Huygens heeft in die tijd moeite zijn zoons zoon aan een bestuurlijke betrekking te helpen. Christiaan ambieert geen bestuurlijke functie. Hij heeft zijn zinnen op de wetenschap gezet en bouwt inmiddels een wereldreputatie op. In 1657 overlijdt Philips na een korte ziekte tijdens een gezantschapsreis in Pruisen . In datzelfde jaar wordt Huygens ernstig ziek, maar geneest op wonderbaarlijke wijze. Rond de kerstdag verschijnt de verzameluitgave van zijn Nederlandse gedichten, de Koren-bloemen . Enkele belangrijke werken hierin zijn: Heilighe Daghen (1645), Ooghen-troost (1647), Hofwijck (1653) en Trijntje Cornelis (1653). Het laatstgenoemde werk, Trijntje Cornelis , is een explosie van Huygens' creativiteit. Het getuigt van een zeldzaam taal- en uitdrukkingsvermogen van de auteur. Mede gezien het feit dat het stuk in vrij korte tijd geschreven is, kan het werk als een enorme prestatie gezien worden.

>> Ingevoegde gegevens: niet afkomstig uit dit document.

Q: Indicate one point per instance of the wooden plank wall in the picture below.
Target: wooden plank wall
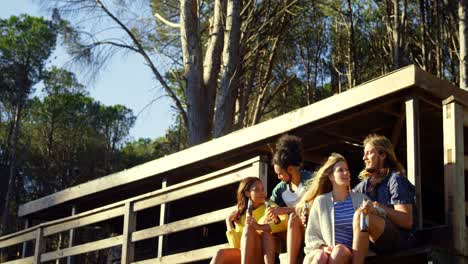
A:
(128, 210)
(454, 172)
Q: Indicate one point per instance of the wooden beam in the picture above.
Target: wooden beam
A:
(189, 256)
(128, 247)
(29, 260)
(454, 176)
(83, 248)
(413, 153)
(364, 93)
(162, 221)
(83, 220)
(71, 235)
(196, 187)
(20, 237)
(25, 244)
(398, 126)
(39, 245)
(262, 172)
(181, 225)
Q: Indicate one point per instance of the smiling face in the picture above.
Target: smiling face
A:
(256, 193)
(340, 176)
(373, 161)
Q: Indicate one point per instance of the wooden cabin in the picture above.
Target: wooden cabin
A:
(172, 210)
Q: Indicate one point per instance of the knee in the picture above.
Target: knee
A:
(248, 231)
(340, 251)
(219, 256)
(357, 219)
(294, 221)
(320, 257)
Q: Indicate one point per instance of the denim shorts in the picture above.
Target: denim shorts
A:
(393, 239)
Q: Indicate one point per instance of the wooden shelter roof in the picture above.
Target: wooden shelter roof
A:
(346, 117)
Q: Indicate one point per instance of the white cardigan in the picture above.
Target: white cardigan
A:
(320, 228)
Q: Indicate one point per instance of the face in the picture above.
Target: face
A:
(372, 159)
(257, 193)
(282, 174)
(340, 175)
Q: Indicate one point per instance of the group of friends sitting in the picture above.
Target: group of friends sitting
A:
(319, 216)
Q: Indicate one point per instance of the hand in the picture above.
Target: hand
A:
(367, 207)
(379, 209)
(250, 221)
(328, 249)
(273, 212)
(234, 216)
(303, 219)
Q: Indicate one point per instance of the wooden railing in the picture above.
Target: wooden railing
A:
(128, 210)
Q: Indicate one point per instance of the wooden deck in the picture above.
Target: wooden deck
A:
(128, 210)
(425, 117)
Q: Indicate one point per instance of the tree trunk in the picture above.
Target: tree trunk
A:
(197, 114)
(462, 5)
(422, 7)
(225, 101)
(12, 163)
(396, 34)
(212, 62)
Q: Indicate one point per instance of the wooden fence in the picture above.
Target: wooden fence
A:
(128, 210)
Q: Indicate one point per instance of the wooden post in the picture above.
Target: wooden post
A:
(162, 221)
(261, 169)
(40, 245)
(454, 177)
(24, 252)
(413, 153)
(71, 236)
(128, 248)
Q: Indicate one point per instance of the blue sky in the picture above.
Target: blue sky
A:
(126, 80)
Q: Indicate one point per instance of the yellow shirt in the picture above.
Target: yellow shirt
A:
(259, 214)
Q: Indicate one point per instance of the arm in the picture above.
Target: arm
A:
(402, 198)
(401, 215)
(313, 235)
(234, 232)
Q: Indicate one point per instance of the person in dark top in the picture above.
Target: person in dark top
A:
(391, 211)
(287, 162)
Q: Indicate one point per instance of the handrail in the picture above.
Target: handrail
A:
(178, 191)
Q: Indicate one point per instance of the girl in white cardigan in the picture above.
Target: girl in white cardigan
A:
(329, 233)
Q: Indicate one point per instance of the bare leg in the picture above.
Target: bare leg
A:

In 1660 trouwt dochter Suzanna met neef Philips Doublet, de zoon van Huygens' zus Geertruijd. In 1661, hij is inmiddels grootvader geworden, wordt Huygens door de kring der voogden van Willem III naar Frankrijk gestuurd om Orange terug in het bezit van de Nederlanden te krijgen. Als resultaat wordt de landstreek in 1665 ontruimd en teruggeven aan de Nederlanden. Bij zijn terugkeer in Nederland treft Huygens een nieuwe, bestrate weg door de duinen van Den Haag naar Scheveningen . Het plan hiervoor had hij reeds in 1653 gemaakt en wordt beschreven in de Zee-straet (1667). De weg was volgens zijn ontwerp gemaakt.

In 1667 schaffen de Staten van Holland het stadhouderschap af met het Eeuwige Edict. Huygens was hier tegenstander van. In het volgende jaar wordt Willem III gehuldigd als eerste edele van Zeeland . Het jaar 1672 wordt een rampjaar voor de Nederlanden. Vanuit het zuiden worden de staten aangevallen door de Franse koning die doordringt tot Utrecht , waar hij wordt tegengehouden door de Hollandse waterlinie . Vanaf zee vielen Engeland en Frankrijk aan en werden tegenhouden door de Hollandse vloot. Vanaf het Oosten viel de bisschop van Münster het Noordoosten aan en belegerde in de zomer de stad Groningen . Onder leiding van de Prins van Oranje worden de vijanden in twee jaar verdreven. De ambteloze zoons van Huygens krijgen nu de kans een betrekking te bemachtigen. Constantijn jr. wordt als secretaris van Willem III aangesteld en Lodewijk wordt benoemd tot Drost van Gorcum , maar wordt in 1676 aangeklaagd wegens machtsmisbruik.

Tijdens het rampjaar verschijnt de tweede druk van de Koren-bloemen , de bundel bevat 27 boeken. Nieuw zijn de Zee-straet , Mengelingh (een afdeling ernstige gedichten van na 1657) en zeven boeken met “snel-dicht”. Nu Huygens wat ouder wordt zoekt hij steeds vaker zijn toevlucht in de muziek. Hij heeft tijdens zijn leven zo'n 769 composities geschreven.

In 1676 sneuvelt Michiel de Ruyter . In maart 1677 wordt zijn gebalsemde lichaam in de nieuwe kerk bijgezet. Huygens is aanwezig als president van de prinselijke Domeinraad en vertegenwoordiger van de Oranjes. In datzelfde jaar trouwt Willem III met Mary , de dochter van de hertog van York.

In 1680 trekt Constantijn jr. met zijn gezin uit het huis van zijn vader. Om het geroddel dat daarna ontstond te weerleggen, schrijft Huygens zijn Cluijs-werck , waarmee hij ons een blik gunt in het doen en laten in de laatste fase van zijn leven. Op Goede Vrijdag 28 maart 1687 overlijdt Constantijn Huygens op 90-jarige leeftijd. Een week later wordt hij in de Grote Kerk te Den Haag begraven.